Ce taux relativement faible de la participation sollicitée du Département représente cependant 19,50 Millions d'euros (rapportés aux 7,141 milliards d'euros du projet total).
La majorité de gauche du CG n'a pas souhaité accéder à la demande formulée par Dominique BUSSEREAU, considérant que cette infrastructure risquait d'avoir "sensiblement plus de conséquences néfastes pour la Touraine, en termes de nuisances, de désorganisation agricole et de fractionnement du territoire, que de retombées positives".
Pour ma part, considérant la faiblesse des arguments mis en avant pour ne pas participer à ce financement, je suis intervenu sur différents points de ce dossier :
- En rappelant tout d'abord la "légerté" des arguments avancés car c'étaient à peu près les mêmes qui étaient mis en avant par les adversaires du Chemin de Fer lors de l'inauguration de la première ligne entre Paris et St-Germain-en-Laye en 1848 ! (nuisances, fractionnement du territoire et désorganistion agricole !).(et qui pourraient être d'ailleurs opposés au Conseil Général lui-même par tous les opposants au moindre projet d'aménagement !).
- en admettant que l'on pouvait refuser ce financement pour des raisons de "principe" en affirmant :"c'est le rôle de l'Etat".
- en admettant que l'on pouvait refuser également pour des raisons financières ( 19,5 Millions d'euros, étant donné la situation budgétaire de notre département ....
- en précisant qu'il s'agit d'un grand projet dont l'objectif est de "désenclaver" le sud-ouest de notre pays : la région Aquitaine, la Région Poitou-Charentes et Midi-Pyrénnées.
- en précisant également qu'il s'agit de relier ces régions-là aux grandes capitales européennes déjà desservies par le TGV (Bruxelles, Londres, Amsterdam (il y a donc une vision d'aménagement continental).
- en mettant en valeur d'autres arguments positifs démontrant qu'un tel projet doit répondre à une sorte d'alternative au mode de transport par route. En effet, dans le cadre du Grenelle de l'Environnement, l'autoroute au sud de Tours ne sera jamais mise à deux fois trois voies et l'ouverture de la LGV ouvre une réelle alternative pour les déplacements.

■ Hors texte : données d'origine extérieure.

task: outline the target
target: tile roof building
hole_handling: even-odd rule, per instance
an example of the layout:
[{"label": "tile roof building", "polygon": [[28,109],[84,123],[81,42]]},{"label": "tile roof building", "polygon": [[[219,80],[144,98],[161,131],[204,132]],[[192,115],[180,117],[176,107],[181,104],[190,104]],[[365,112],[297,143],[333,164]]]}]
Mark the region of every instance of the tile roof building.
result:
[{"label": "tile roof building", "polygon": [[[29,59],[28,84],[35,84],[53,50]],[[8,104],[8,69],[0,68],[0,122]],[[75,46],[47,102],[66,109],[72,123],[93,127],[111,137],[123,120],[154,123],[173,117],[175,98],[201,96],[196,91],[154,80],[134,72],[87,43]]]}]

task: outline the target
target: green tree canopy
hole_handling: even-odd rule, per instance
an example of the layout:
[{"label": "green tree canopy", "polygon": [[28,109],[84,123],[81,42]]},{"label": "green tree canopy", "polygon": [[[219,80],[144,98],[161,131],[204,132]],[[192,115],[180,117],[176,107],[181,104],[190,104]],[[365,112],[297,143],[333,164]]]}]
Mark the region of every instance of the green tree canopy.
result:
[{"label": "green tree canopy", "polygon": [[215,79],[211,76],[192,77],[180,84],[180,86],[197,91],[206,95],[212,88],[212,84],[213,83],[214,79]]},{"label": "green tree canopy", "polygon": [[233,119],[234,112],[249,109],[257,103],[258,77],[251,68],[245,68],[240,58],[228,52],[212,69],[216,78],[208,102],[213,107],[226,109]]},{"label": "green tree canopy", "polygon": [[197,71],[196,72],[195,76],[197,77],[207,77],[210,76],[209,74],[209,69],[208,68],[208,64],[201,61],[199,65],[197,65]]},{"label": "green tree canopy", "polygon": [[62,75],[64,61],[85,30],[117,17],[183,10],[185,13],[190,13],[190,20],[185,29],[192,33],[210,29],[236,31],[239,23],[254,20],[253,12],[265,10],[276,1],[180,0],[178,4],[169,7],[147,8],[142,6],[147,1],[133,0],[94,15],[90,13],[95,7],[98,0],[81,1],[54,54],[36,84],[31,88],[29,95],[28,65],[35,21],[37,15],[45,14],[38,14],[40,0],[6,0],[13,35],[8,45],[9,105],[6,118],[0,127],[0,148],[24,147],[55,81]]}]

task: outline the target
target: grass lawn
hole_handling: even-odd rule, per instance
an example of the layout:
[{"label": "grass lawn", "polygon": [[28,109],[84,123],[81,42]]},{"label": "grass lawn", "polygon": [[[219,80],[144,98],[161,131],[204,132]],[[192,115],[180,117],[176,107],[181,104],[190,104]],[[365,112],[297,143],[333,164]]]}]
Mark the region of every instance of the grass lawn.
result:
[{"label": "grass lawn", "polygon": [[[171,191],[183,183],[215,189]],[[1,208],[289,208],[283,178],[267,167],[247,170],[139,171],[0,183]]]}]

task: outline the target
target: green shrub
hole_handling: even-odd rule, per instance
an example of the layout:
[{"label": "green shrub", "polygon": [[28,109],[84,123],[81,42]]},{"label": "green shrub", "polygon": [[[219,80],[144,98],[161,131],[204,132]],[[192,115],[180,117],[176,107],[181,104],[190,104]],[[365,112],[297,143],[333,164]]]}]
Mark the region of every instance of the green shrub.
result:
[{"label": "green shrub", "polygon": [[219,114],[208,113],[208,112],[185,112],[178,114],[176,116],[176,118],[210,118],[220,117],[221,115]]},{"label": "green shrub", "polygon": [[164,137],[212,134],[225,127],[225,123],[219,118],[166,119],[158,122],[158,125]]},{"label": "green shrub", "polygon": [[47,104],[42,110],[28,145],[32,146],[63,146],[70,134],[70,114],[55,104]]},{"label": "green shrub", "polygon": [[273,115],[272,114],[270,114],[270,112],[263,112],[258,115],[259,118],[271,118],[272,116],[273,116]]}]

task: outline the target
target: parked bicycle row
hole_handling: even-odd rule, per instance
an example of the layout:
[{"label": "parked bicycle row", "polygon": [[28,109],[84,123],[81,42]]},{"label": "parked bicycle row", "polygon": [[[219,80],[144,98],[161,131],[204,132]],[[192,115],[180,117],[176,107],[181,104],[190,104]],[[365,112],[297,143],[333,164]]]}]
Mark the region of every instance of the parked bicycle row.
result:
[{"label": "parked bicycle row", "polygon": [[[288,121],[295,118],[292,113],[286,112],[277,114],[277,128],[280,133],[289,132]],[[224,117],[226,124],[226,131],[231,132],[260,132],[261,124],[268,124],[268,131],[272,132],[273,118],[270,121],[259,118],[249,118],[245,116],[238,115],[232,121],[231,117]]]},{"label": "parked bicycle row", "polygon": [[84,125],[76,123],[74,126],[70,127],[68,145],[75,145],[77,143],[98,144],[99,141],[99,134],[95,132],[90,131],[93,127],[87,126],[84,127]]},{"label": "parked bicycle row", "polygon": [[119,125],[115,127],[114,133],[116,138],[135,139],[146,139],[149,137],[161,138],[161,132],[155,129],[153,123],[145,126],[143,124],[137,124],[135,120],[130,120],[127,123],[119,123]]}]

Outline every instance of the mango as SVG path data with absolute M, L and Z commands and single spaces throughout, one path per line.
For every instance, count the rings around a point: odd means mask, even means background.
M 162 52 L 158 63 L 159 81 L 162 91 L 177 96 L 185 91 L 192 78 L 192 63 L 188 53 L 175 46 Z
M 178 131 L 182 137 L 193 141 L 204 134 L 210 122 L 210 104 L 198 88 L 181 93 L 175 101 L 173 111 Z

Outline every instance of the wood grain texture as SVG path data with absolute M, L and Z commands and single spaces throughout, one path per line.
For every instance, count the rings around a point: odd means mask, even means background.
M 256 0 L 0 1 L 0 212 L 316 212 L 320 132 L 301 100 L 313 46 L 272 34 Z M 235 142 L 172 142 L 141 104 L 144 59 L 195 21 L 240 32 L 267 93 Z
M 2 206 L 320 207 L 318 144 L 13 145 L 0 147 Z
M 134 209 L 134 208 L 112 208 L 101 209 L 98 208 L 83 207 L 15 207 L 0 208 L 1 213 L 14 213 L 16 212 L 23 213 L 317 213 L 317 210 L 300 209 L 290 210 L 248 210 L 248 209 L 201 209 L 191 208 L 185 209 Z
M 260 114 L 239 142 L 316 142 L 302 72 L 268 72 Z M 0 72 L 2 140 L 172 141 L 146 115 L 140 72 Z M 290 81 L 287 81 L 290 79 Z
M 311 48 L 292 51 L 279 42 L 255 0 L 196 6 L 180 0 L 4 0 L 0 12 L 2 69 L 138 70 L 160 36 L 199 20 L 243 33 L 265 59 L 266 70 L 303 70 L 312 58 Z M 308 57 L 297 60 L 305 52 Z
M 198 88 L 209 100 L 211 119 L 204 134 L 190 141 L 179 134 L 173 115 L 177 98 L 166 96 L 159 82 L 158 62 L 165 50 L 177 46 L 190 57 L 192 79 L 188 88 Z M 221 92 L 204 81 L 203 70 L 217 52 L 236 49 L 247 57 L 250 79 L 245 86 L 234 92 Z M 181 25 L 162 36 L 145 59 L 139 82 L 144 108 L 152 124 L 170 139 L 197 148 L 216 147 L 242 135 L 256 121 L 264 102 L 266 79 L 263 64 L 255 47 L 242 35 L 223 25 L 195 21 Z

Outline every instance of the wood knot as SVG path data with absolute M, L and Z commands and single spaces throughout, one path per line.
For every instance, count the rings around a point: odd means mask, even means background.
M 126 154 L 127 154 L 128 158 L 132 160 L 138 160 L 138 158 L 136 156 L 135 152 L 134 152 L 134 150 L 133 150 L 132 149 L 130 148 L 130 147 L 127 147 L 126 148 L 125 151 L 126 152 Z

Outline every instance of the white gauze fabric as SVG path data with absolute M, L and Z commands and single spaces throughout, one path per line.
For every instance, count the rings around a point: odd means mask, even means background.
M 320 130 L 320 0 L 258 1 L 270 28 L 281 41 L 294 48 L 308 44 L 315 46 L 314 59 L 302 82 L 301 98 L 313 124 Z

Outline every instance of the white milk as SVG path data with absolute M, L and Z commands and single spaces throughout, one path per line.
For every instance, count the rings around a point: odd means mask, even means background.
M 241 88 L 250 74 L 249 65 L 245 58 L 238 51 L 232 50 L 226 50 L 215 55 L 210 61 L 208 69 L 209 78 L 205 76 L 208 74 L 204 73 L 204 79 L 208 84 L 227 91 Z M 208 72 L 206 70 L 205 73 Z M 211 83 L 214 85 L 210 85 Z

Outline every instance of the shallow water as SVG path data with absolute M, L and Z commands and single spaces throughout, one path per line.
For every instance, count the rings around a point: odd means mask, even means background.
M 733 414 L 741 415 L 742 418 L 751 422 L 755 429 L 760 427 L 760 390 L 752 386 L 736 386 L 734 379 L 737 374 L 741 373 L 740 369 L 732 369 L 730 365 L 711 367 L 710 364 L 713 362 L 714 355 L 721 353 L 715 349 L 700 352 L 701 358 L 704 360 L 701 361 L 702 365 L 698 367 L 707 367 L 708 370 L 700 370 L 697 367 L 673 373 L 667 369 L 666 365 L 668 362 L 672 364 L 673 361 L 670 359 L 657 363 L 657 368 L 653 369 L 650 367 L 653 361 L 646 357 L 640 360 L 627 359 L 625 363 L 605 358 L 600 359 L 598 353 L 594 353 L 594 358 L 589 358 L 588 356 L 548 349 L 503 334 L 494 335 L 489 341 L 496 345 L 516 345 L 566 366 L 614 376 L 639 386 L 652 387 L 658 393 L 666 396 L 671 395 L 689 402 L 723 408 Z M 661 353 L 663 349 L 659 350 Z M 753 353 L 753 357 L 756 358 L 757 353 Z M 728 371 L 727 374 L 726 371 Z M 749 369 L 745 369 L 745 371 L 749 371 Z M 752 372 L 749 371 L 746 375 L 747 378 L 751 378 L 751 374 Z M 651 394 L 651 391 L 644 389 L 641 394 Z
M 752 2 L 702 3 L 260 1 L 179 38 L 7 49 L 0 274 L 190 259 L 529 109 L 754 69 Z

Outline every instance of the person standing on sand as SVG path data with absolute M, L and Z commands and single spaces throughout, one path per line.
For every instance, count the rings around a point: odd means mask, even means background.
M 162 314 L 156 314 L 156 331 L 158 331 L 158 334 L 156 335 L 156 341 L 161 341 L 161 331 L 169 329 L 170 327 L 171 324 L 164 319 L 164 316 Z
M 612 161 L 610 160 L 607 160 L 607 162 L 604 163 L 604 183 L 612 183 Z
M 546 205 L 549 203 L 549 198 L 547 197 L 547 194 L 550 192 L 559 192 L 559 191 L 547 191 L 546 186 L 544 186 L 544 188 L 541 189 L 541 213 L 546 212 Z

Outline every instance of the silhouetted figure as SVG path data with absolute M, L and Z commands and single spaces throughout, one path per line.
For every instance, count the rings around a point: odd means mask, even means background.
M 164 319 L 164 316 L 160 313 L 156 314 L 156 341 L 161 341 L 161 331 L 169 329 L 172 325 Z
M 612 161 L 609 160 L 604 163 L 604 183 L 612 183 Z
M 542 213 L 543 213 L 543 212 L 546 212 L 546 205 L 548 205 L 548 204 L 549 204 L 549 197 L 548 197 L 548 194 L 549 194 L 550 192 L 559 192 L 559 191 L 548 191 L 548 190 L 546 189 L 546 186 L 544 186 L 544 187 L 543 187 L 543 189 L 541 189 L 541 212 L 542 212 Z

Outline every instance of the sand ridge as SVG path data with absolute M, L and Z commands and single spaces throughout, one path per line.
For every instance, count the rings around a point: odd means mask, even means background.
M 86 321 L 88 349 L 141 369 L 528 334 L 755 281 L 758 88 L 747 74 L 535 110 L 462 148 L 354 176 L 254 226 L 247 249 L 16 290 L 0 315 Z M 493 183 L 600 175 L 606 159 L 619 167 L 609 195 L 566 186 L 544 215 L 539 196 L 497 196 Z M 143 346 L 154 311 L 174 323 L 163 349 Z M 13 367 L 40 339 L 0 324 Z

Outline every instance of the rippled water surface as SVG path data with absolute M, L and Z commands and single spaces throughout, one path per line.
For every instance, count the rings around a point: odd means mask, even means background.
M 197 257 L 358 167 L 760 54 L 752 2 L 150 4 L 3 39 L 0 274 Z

- en constatant qu'actuellement, sur la voie "historique", les rames de TGV circulent à vitesse réduite ! Et que sur cette même voie circulent à la fois les TGV, mais aussi du Fret et les TER !
L'ouverture de la nouvelle ligne permettrait donc de dégager de nouveaux sillons pour le transport du Fret et celui des TER entre Tours et Bordeaux, alors que les TGV circuleraient "à grande vitesse" sur la nouvelle ligne LGV.
- en affirmant que cette disposition permettrait de faire baisser de 15% le transport par poids lourds sur cet axe NORD-SUD Europe.
- en dénoncant le double language qui consiste à réclamer le transfert du fret des poids lourds vers le train et à mettre en avant des arguments et des postures politiciennes qui empêchent une telle utilisation.
- enfin en démontrant que la LGV aurait aussi des avantages sur le plan du développement durable en rendant moins interessante l'utilisation du transport aérien sur les destinations désservies tel que celà a déjà été démontré sur la nouvelle portion Paris-Strasbourg.
Pour toutes ces raisons notre groupe s'est abstenu pour ne pas cautionner la position négative de principe de la gauche.